Evolutionism central idea is that the science of natural phenomena is the only valid path to knowledge and that there is no need for a transcendant Creator God because such belief is regarded as unscientific and Genesis is mythology. Evolutionism has failed to prove scientifically that all life came about purely by naturalistic "creation". If the science of genetics had been known then, the idea of macro-evolution would have been seen as obviously mistaken. The theme of descent with modification has failed Evolution theory and naturalistic evolutionists are still in hoping that the ever elusive mechanism (what I call the missing link) will be found.
Darwin and his collegues Evolutionist Naturalist dogma became popular among atheists, agnostics, and secular humanists and the illusion of Evolution is very appealing and enchanting and helps keep belief in a Creator God at a remote distance.
Again, the concept of Creationism is harmonious with Sacred Scripture....basically there is but one God, the Divine Trinity, the Infinite First Cause, who created all that exists including space, time, and matter out of nothing. Not only was matter created, but also organization of matter was created. Laws of nature were placed into operation by which space and time, matter and energy both exist and interact. What we know about God is very incomplete, but we are learning more all the time. This is very similiar with what we know of atomic energy, gravity, and the study of genetics. What actually constitutes living matter? What animates the total entity of the cell? In contrast to the evolutionist idea of purely mechanistic functioning of matter, which holds that nature has its own inherent life-force, Creationism can and has provided a coherent explanation...that the Creator has impressed complex information into cells which can reproduce and pass on that info to the next generation via secondary causes.

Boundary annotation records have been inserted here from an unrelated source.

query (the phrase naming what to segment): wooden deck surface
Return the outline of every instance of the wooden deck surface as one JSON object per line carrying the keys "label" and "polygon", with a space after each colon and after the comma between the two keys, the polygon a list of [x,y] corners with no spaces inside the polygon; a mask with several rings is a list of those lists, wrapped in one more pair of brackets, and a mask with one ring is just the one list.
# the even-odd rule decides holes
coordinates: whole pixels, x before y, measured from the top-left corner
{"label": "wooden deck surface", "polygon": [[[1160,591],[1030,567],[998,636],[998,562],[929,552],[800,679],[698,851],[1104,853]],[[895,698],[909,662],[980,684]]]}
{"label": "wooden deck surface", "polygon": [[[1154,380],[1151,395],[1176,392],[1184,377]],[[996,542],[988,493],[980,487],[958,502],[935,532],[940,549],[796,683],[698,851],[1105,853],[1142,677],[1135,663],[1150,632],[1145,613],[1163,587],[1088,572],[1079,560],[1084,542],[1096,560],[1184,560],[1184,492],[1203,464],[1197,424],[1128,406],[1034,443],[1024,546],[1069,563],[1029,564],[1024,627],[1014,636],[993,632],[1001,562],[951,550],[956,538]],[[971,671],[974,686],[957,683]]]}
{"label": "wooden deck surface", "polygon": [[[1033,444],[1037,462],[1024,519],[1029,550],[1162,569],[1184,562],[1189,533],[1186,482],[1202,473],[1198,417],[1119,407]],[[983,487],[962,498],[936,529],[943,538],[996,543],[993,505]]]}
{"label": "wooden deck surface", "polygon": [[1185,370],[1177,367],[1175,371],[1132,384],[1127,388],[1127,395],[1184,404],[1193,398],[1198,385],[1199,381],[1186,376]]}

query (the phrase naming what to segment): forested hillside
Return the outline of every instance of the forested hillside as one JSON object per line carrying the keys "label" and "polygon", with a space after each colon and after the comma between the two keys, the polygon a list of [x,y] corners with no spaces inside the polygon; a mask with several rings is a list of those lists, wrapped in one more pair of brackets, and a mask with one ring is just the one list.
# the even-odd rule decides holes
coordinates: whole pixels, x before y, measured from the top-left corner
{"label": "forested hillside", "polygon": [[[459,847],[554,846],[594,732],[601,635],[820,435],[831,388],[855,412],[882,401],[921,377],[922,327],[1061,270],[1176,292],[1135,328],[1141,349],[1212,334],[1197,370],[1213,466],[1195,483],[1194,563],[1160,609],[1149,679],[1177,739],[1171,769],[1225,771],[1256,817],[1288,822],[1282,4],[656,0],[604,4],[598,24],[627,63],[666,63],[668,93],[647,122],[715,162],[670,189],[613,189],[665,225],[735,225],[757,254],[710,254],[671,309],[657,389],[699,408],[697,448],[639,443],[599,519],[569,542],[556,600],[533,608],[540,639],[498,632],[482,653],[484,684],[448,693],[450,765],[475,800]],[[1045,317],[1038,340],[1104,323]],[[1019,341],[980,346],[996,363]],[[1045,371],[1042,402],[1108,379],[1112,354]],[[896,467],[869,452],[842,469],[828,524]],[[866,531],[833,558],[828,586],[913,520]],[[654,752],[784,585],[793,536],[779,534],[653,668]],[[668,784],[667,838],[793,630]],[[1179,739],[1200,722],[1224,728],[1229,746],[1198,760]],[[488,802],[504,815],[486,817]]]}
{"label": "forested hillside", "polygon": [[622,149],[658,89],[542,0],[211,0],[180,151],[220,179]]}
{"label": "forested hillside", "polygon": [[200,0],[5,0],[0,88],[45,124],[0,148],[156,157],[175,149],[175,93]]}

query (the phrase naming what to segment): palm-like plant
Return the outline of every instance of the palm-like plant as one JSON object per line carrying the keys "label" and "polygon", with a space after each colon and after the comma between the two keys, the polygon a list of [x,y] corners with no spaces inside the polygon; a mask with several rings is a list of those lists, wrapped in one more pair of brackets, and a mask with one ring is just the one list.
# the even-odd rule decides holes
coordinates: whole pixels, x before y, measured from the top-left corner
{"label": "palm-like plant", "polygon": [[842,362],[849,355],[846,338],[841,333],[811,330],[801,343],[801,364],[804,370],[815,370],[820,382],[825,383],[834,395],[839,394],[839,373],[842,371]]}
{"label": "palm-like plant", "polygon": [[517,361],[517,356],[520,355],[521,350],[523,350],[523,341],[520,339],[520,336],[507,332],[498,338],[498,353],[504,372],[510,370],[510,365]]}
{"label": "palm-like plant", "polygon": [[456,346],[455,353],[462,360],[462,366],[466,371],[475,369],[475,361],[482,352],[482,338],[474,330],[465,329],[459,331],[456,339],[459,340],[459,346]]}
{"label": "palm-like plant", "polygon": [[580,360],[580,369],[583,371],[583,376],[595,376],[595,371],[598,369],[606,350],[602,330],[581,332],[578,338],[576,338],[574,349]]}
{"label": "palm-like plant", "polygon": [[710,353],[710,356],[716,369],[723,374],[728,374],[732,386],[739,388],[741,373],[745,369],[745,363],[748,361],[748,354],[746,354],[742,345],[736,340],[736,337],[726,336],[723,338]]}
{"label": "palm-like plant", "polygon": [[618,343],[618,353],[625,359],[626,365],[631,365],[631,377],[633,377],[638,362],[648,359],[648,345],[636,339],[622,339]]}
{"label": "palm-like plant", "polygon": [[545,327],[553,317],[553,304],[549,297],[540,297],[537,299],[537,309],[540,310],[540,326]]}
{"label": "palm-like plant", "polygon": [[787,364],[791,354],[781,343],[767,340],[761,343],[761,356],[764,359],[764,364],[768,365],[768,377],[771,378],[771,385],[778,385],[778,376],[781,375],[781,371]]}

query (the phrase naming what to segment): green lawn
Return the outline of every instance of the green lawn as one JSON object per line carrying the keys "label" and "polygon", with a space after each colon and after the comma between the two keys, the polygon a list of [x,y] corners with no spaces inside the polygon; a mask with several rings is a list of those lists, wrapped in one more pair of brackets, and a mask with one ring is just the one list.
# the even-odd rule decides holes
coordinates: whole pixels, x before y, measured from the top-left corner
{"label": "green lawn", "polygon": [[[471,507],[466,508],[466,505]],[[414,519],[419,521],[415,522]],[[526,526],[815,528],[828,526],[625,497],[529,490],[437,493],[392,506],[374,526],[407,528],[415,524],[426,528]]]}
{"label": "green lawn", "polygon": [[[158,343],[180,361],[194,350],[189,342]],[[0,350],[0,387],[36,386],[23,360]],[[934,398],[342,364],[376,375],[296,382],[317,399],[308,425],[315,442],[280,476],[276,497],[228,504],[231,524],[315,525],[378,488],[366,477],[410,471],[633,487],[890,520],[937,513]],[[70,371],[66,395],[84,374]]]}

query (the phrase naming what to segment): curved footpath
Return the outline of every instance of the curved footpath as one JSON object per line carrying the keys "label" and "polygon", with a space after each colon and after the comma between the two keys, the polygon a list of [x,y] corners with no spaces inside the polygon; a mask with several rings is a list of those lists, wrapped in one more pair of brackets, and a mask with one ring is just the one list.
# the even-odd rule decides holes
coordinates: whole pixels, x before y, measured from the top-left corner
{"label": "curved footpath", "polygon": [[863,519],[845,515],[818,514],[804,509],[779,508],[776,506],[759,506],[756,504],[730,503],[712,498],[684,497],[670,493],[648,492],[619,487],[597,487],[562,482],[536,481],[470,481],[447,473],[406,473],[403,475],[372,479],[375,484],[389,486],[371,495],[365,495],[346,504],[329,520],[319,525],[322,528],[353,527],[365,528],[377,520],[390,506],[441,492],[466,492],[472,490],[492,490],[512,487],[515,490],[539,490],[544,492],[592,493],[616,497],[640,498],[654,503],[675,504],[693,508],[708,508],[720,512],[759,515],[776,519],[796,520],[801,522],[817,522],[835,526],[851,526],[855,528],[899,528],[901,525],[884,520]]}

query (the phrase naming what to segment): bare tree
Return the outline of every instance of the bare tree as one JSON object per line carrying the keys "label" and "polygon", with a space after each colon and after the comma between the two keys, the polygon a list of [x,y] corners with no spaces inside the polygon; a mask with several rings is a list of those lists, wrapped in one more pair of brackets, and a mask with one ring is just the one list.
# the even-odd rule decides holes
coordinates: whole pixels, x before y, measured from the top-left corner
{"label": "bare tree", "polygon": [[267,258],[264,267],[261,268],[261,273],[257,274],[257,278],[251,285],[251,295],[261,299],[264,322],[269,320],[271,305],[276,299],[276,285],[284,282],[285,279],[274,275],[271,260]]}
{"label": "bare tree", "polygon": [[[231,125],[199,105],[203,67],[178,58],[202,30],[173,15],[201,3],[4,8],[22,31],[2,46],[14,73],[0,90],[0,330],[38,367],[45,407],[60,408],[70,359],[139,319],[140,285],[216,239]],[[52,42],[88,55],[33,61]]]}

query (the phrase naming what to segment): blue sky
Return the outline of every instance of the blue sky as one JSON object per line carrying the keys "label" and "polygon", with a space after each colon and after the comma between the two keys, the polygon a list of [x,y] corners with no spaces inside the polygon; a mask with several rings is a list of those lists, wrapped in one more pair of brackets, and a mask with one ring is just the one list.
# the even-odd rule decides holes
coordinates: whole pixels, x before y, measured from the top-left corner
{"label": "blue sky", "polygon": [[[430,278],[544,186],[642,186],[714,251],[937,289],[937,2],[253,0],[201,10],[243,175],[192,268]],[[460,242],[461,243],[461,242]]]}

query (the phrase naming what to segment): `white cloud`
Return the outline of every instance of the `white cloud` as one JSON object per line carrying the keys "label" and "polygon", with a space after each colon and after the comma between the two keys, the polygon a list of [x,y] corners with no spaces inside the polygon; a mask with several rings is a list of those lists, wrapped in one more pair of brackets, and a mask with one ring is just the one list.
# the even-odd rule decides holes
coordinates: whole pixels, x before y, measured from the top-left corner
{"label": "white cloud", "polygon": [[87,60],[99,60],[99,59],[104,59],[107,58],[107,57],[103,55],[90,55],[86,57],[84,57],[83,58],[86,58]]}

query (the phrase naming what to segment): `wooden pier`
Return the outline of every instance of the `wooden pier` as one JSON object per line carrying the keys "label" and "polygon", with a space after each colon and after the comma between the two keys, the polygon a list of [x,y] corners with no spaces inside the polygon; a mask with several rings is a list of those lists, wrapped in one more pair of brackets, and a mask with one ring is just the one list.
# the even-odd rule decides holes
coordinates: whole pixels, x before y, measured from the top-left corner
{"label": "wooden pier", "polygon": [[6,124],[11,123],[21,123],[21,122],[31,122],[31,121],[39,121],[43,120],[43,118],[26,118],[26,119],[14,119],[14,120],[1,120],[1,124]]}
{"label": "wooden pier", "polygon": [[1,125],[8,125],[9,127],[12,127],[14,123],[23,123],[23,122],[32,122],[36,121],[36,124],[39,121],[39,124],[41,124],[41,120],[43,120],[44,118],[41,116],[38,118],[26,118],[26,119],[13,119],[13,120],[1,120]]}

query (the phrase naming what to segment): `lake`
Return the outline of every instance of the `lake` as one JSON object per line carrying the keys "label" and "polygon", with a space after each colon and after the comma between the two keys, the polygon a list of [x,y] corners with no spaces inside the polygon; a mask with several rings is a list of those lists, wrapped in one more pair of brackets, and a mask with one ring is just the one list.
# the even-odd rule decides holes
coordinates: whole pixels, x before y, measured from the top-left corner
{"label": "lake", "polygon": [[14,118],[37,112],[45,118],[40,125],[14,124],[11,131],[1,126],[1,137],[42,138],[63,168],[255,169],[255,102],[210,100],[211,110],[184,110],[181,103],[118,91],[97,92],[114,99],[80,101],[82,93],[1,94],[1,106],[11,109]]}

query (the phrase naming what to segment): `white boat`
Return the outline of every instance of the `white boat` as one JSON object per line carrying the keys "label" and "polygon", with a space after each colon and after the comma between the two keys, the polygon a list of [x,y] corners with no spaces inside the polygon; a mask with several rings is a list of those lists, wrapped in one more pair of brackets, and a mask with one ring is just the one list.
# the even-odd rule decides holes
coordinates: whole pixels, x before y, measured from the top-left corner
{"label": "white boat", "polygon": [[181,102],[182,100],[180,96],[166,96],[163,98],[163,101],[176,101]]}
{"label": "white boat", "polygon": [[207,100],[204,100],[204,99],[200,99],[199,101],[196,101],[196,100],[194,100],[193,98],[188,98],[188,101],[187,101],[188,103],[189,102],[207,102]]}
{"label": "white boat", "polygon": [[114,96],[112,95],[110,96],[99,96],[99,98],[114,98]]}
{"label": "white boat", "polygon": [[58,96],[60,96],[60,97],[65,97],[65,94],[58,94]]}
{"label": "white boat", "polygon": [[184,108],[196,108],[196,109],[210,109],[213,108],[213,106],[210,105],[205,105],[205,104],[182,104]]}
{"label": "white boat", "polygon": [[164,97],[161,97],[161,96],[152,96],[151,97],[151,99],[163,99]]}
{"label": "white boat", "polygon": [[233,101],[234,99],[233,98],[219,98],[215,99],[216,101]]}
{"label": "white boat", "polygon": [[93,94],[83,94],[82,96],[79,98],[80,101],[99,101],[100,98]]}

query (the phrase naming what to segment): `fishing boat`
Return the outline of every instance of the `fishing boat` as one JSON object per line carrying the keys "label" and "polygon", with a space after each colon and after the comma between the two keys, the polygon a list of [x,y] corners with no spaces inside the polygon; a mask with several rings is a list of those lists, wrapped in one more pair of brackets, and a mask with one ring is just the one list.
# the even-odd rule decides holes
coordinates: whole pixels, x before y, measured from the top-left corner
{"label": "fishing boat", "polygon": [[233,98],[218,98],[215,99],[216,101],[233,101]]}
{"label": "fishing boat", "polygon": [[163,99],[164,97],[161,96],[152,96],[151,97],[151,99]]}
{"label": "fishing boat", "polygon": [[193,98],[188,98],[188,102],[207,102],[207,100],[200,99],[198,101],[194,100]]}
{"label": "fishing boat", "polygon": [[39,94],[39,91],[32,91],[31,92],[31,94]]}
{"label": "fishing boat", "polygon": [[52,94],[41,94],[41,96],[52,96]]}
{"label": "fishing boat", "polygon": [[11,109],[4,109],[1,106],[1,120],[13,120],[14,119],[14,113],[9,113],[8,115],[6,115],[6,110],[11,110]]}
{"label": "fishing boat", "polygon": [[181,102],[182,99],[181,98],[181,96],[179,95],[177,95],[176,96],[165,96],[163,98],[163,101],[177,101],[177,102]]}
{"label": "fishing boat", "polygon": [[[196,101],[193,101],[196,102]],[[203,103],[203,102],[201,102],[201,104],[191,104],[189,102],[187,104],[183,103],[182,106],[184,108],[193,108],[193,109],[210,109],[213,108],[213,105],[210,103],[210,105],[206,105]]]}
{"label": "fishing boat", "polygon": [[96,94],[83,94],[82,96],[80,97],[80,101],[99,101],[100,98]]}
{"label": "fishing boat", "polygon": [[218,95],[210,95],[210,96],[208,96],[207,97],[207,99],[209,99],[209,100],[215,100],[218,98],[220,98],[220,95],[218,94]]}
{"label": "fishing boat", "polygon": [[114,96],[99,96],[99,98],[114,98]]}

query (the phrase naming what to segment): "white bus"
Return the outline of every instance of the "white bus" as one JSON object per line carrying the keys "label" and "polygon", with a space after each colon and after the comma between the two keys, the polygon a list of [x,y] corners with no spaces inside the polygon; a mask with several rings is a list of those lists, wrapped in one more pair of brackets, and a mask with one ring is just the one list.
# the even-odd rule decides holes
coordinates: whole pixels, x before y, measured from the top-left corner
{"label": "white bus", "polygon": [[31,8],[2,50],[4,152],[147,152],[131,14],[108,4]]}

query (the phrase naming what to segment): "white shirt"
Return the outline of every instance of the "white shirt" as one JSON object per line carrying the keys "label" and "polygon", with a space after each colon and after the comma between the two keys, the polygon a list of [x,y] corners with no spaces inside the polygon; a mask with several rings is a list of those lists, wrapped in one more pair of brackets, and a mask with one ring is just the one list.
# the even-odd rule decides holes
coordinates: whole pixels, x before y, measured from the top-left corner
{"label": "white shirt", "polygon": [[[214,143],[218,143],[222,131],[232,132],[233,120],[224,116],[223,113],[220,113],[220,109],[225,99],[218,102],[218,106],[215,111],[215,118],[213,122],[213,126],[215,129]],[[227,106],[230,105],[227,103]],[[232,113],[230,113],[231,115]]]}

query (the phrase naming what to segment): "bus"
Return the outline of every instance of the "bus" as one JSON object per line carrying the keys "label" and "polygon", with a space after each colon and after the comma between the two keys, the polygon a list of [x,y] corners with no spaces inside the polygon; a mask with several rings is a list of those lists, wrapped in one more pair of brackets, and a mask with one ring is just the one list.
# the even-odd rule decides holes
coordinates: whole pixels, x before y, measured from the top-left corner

To date, true empirical science has supported the historical and anthropological events recorded in Genesis and Creationists endeavor to disern objective truth about these events. Creationism offers a coherent basis for understanding the earliest events and how mankind came to be. It takes in Almighty God's unbounded love and mercy. It's just as KFC said, Special Creation view accepts on the basis of faith in the revealed God, that Scripture is free from error and that empirical science will never discover any data which can conclusively contradict Scripture. I would add that man can know something of God and deduce His existence as an unseen Designer.
The Evolutionist view offers only a Naturalistic explanation of the universe and mankind, while the Creationist view goes further and acknowledges an unseen Creator God and a supernatural dimension of existence. IMO, since Creationism can explain such things as the existence of coded information, order in design and laws of nature, it can fairly lay claim to a more comprehensive concept of science than that of Evolutionists.
We've seen through this discussion that the influence of both Evolutionism and Creationism extends to politics, sociology, anthropology, religion, and many other fields that touches upon the questions of existence.